Une baisse de connaissances des candidats
Troisièmement, l'élection montre une baisse du niveau de connaissance et de compétence technique des candidates et candidats. Cette baisse est parfois associée à des candidatures de personnes n'ayant aucun lien géographique avec le canton choisi pour porter les couleurs de leur mouvement politique. La baisse du niveau général me semble très inquiétante, car la complexité des questions posées pour gérer une collectivité locale est-elle en constante augmentation. Nous risquons un effet de ciseau préjudiciable à un bon exercice démocratique.

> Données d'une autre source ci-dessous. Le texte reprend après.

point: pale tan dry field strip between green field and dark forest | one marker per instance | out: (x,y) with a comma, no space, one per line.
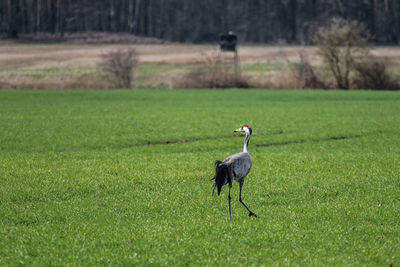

La question du statut des élus est, plus que jamais, posée, mais aussi, celle de la formation des impétrants à l'exercice de responsabilités locales.
Les Français veulent des choix clairs et compréhensibles
Enfin, à un niveau plus politique, l'élection n'est pas la victoire d'une stratégie d'alliance de premier tour entre ce que l'on nomme le centre et la droite, par rapport à la désunion de la gauche. Si cette alliance, qui simplifie le choix de l'électeur, n'est qu'un moyen pour limiter l'éparpillement des voix au premier tour d'une élection, et, par conséquent, pour qualifier le candidat du camp uni face à celui du camp divisé pour le deuxième tour, elle sera perdante en 2017. En effet, les Françaises et les Français vont demander aux candidats des choix clairs et compréhensibles par rapport à la politique de sécurité, aux flux migratoires, ou au niveau macro-économique. Si ces questions ne sont pas abordées et prises en compte, avec une volonté établie d'y répondre concrètement, l'évasion de l'électorat de droite vers le Front National ou l'abstention se poursuivra.
Les décideurs politiques ne doivent pas confondre une victoire tactique, si forte soit-elle, avec un succès stratégique qui se prépare à l'avance. Encore une fois, le champ de bataille de la politique est celui du vocabulaire, depuis des années la droite n'utilise plus certains mots et reprends ceux que la gauche s'est attribuée. Cette défaite intellectuelle a préparé les succès politiques de la gauche. Il reste deux années pour construire et proposer au pays une vision et un projet.